Easy to wrap, happy to get, why not look for these great books while out shopping for the holidays?
The preschooler who loves polar bears will love getting “A Bear Far from Home” by Susan Fletcher and Rebecca Green. It’s based on the true story of a gift from Norway to England, and the meaning of home. Wrap it up with “The Worst Teddy Ever” by Marcelo Verdad. It’s the story of another kind of bear and its love of a little girl.
If you’ve got a young environmentalist on your list, “A Planet Like Ours” by Frank Murphy and Charnaie Gordon, illustrated by Kayla Harren could be a great gift. It’s a sweet, uncomplicated reminder to love the Earth we have.
A book like “Black Boy, Black Boy, Celebrate the Power of YOU” by Ali Kamanda and Jorge Redmond, pictures by Ken Daley is a welcome gift. It’s an inspirational book full of all the good that Black men do, and that a young boy can hope for.
The child who’s having a rough holiday may want to have “There Was a Hole” by Adam Lehrhaupt, illustrated by Carrie O’Neill read to them. It’s the story of a little girl who’s missing something, and she thinks she’s the only one. It’s a tale of loss and coping, and it’s pretty sweet.
Pair it up with “Everything Will Be Okay” by Anna Dewdney, pictures by Judy Schachner, a comforting book for when nothing goes right.
For the kid who needs a boost of confidence, “Most Perfect You” by Jazmyn Simon, illustrated by Tamisha Anthony is a good choice. Irie hates her hair, and she wishes it were different. Her mother’s answer is perfect.
For the littlest reader (think: someone who entered the world this year), “Hello, Baby! I’m Your Mom” by Eve Bunting, illustrated by Jui Ishida is the sweetest, gentlest, most perfect gift.
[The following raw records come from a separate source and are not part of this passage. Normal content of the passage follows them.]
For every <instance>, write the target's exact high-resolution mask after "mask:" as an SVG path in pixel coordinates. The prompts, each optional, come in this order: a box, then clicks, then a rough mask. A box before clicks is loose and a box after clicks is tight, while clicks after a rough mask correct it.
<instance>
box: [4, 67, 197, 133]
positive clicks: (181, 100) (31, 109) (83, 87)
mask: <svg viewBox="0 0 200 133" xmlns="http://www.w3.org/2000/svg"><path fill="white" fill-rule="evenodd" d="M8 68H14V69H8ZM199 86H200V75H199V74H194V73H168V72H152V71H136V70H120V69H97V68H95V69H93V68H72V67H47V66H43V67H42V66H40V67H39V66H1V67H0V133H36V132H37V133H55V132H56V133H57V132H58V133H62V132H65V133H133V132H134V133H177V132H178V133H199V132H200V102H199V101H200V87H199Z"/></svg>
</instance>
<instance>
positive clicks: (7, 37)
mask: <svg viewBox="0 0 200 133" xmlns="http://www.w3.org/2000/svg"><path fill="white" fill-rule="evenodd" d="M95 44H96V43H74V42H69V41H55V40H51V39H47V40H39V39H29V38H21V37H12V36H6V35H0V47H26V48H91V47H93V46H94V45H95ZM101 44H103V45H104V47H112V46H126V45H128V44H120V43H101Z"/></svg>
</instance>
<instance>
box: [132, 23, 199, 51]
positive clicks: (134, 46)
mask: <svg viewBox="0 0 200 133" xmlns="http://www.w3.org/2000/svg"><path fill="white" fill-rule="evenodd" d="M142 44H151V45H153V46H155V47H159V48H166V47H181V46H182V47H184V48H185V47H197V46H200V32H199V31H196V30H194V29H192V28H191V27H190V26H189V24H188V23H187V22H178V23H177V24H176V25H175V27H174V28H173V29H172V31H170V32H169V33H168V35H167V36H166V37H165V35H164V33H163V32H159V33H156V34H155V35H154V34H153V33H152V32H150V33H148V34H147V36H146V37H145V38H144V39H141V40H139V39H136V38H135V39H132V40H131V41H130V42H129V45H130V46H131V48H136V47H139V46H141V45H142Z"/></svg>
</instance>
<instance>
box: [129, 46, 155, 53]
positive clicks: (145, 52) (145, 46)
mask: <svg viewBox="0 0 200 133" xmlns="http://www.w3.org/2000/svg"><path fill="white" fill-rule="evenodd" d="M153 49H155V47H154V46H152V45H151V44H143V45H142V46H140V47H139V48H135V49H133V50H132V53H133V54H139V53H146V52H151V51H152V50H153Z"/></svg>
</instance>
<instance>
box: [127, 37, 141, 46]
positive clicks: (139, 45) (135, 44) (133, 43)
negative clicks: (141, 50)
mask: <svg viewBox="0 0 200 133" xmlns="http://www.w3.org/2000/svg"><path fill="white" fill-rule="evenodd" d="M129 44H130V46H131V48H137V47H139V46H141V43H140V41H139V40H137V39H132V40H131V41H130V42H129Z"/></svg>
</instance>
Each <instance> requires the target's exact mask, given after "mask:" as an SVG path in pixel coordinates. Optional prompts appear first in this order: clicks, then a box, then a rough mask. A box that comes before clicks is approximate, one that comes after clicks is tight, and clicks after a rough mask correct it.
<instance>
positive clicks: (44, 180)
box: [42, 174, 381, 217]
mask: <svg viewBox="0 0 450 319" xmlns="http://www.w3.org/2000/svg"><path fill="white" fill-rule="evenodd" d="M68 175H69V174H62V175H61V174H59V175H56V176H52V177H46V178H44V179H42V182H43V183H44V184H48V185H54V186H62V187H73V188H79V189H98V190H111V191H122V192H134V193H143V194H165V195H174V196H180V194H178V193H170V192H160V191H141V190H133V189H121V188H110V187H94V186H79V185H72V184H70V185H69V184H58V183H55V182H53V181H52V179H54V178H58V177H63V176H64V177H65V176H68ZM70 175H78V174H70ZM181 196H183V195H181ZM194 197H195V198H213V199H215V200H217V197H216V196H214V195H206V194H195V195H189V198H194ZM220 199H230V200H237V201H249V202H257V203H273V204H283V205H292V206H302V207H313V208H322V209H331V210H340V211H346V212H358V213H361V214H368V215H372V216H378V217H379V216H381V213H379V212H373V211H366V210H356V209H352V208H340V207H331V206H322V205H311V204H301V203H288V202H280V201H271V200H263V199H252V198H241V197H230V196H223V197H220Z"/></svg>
Hint: it’s really for mom… Pair it with “My Hero” by Brian Biggs, which is really a good book for dads and kids.
Youngsters who love the water will love opening “Monsters in the Briny” by Lnn Becker, illustrated by Scott Brundage. It’s a book about the monsters that live in the sea, and it’s a great introduction to mythology and cryptozoology. Wrap it up with “Too Many Pigs in the Pool” by Wendy Hinote Lanier, illustrated by Iris Amaya. Yep, it’s a pigsty in there.
Children six to nine
Seriously, who doesn’t like pizza? You know your young giftee does, and they’ll also like “Pizza! A Slice of History” by Greg Pizzoli. It’s a cute, colorfully illustrated, fun book on everybody’s favorite food. Pair it with a gift certificate to… you know where…
For the kid who loves monsters, “Mythical Beasts” by Stephanie Warren Drimmer could be the right gift to give. It’s full of information about real animals that were somehow mythologized throughout history. Facts, monsters, and it comes from the National Geographic Kids folks… what’s not to love?
If there’s a child on your list who loves legends, then “The Return of the Christmas Witch” by Dan Murphy & Aubrey Plaza, illustrations by Julia Iredale is the book to wrap. It’s the story of Kristtorn, who was Santa’s twin sister, a battle, a mystery, and a bit of Christmas darkness. (No worries. Happy Endings abound).
For the kid who’s suddenly become a big brother or sister, “The Baby-Changing Station” by Rhett Miller, illustrated by Dan Santat is absolutely the gift to give. It’s the tale of a boy who isn’t happy that there’s a baby brother in the house, until he discovers a machine that changes the baby, but not in diaperish ways…
Children nine to 14
The young environmentalist on your list will be so happy unwrapping “Meltdown: Discover Earth’s Irreplaceable Glaciers and Learn What You Can Do To Save Them” by Anita Sanchez, illustrated by Lily Padula. It’s full of ideas, information, pictures, and graphs, as well as a sense that kids really can save the world.
Wrap it up with “Dinosaur Atlas” from the National Geographic Kids folks. This large-size book is all about dinos and were they lived. Your young scientist will love it.
Now for the housekeeping: like everything else in the world, books can change. Titles may vary, covers may vary, you might be able to find some of these books in paperback versions, so be aware when you’re making out your book-lovers gift list. If you have any questions or need other suggestions, please do lean on your favorite librarian or bookseller. Seriously, they are like your favorite comic book superheroes, only better, because they know books.